In anticipation of the release of CCAR Press’s newest book, The Fragile Dialogue: New Voices of Liberal Zionism, we’ve invited several of the book’s contributors to share how the book came together. The book is officially available for pre-order now from CCAR Press.
On the occasion of Israel’s 8th anniversary Rav Joseph Soloveitchik gave a series of landmark lectures which were later compiled and called “Kol Dodi Dofek” or “The Voice of my Beloved Hearkens.” This quickly became a seminal document in the canon of Religious Zionism which examines clear manifestations of God’s presence in modern historical events. This visionary rabbi – tasked with the mission to rebuild the Orthodox community in a post-Shoah reality – realized that merely 8 years after the establishment of the State of Israel, we were already seeing a drifting apart between the two largest Jewish communities in the world, Israel and North America. His hope was that these two communities would operate as if they were a person with one body and two heads. Soloveitchik’s argument boiled down is a basic תוכחה (rebuke) or clever commentary on Israeli and American Jewish life that accuses Israelis of being too focused on peoplehood thereby, being weak on Torah values, and American Jews for being weak on peoplehood and mutual responsibility while being overly focused on Religion. His is a statement claiming that the early development of these two polarities could set a course of furthering one from the other and creating an insurmountable metaphoric (and physical) distance between the two communities.
This year, a year of fortuitous and fateful anniversaries, would that we could reflect back upon the Rav’s assessment and thankfully extol how wrong he was. But alas…
120 years since the first World Zionist Congress
100 years since the Balfour Declaration
70 years the UN vote to accept the Partition plan on November 29th
50 years since the Six Day war
40 years since the “מהפך” (the revolutionary moment when Menachem Begin and the Likud rose to power reversing the establishment rule of the Labor party), and the establishment of ARZA(!)
30 years since the first Intifada…
All leading up to the 70th anniversary of the State of Israel which we will celebrate in 5778.
Anniversaries are important, as they mark milestones and offer opportunities for individual and collective heshbon nefesh. They allow to us pause, zoom out and ask ourselves what has happened in the past 100 or 50 years, and whether we have achieved our goals, strayed dangerously from the path of righteousness and justice, or engineer a necessary cause for celebration and affirmation that we fell on the right side of history.

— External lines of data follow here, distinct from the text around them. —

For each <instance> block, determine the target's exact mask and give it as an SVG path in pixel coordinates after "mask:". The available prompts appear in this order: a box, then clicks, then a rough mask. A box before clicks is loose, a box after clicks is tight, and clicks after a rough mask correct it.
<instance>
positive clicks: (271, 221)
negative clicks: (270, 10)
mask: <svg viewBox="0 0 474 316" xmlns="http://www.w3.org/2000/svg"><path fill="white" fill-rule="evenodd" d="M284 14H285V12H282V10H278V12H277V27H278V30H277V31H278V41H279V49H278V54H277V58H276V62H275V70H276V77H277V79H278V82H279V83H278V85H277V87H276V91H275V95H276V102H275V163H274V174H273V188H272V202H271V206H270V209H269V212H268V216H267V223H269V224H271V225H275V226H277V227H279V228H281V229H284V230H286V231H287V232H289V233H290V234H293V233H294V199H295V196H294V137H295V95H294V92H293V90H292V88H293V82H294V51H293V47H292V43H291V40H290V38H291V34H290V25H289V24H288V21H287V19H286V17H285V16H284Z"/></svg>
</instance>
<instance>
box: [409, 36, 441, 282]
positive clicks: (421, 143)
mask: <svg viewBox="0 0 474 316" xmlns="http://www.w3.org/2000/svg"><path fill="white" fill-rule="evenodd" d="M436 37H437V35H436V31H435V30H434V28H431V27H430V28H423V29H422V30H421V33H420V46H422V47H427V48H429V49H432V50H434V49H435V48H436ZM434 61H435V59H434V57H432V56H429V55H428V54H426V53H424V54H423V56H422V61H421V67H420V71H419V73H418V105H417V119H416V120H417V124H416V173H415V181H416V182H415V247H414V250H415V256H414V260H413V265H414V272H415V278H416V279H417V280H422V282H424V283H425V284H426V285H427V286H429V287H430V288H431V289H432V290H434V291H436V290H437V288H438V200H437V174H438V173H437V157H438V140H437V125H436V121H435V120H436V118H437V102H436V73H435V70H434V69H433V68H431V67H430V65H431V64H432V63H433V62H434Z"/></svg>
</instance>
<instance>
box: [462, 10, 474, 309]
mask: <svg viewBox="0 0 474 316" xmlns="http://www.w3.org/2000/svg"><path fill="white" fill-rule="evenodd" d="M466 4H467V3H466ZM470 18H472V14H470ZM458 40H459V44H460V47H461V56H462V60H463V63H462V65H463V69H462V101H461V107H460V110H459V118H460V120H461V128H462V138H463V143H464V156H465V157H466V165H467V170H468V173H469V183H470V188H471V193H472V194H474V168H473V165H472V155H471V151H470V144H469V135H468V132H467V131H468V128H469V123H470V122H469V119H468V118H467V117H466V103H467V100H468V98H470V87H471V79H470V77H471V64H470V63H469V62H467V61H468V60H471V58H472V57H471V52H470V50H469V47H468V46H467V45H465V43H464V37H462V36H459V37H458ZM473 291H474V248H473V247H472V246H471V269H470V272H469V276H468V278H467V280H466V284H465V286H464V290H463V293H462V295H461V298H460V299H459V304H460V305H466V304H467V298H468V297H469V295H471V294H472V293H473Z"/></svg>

Of all the anniversaries that we mark this year, the Balfour declaration and the Six Day war have been highlighted as the source of discussion, debate and convenient conferencing and teaching. These are important opportunities for engagement with our students, congregants and fellow Jews but we must not let them be used out of context or glorified for more than they are. Use this moment to teach, to read books and evaluate the current situation. Is this moment a cause for celebration? There is no question in my mind that it is. Is this moment a cause for consternation, concern and recognition and that Israel has reached a point of no return, also true? A century after the British Empire awarded us with favour the “establishment in Palestine of a national home for the Jewish people,” do we not also recognize that Sir Henry McMahon made a similar promise to Hussein bin Ali, Sharif of Mecca who then saw the Balfour Declaration as a violation of previous agreements made in their correspondence? Do we see the Six Day War only in the light of the miraculous victory that saved the State of Israel from imminent destruction, or do we view this moment as the predicate to the military rule over another people?
The answer, I hope, is “Yes, and…”.
Yes, this is cause for celebration and cause for concern and let us not forget that Zionism is about creating the exemplary society that the pioneers romanticized. It is about liberation, self-determination and creating a society based on the principles of חסד (chesed – loving kindness) and צדק (tzedek – justice), ones that we hope will prevail for the next 50, 70 and 100 years. As our contemporary Zionist leader Anat Hoffman often reminds us, that “love is what remains after we know the truth.” Seek the truth, teach it and preach it, and instill the love that is at the core of who we are and what we do.
Rabbi Josh Weinberg is the President of ARZA, the Association of Reform Zionists of America, and is a contributor to The Fragile Dialogue: New Voices of Liberal Zionism, now available for pre-order from CCAR Press.
 Shared Suffering: A logical, and natural, consequence of the awareness of a shared predicament would be a commonality of anguish; the sharing by all Jews of each other’s suffering. To illustrate this point, the Rav utilizes a midrash based upon the discussion of the legacy to which a man with two heads is entitled (based on a parable in BT Menahot 37a).
The situations begs the question that if he should receive two shares, or just one; does he constitute two separate entities inhabiting the same body, or just a single entity with diverse appearances?
Answer: The answer is to have boiling water poured on one of the heads. If it alone cries out in pain, then it is truly separate from the other; if both experience the agony, however, then there is but one.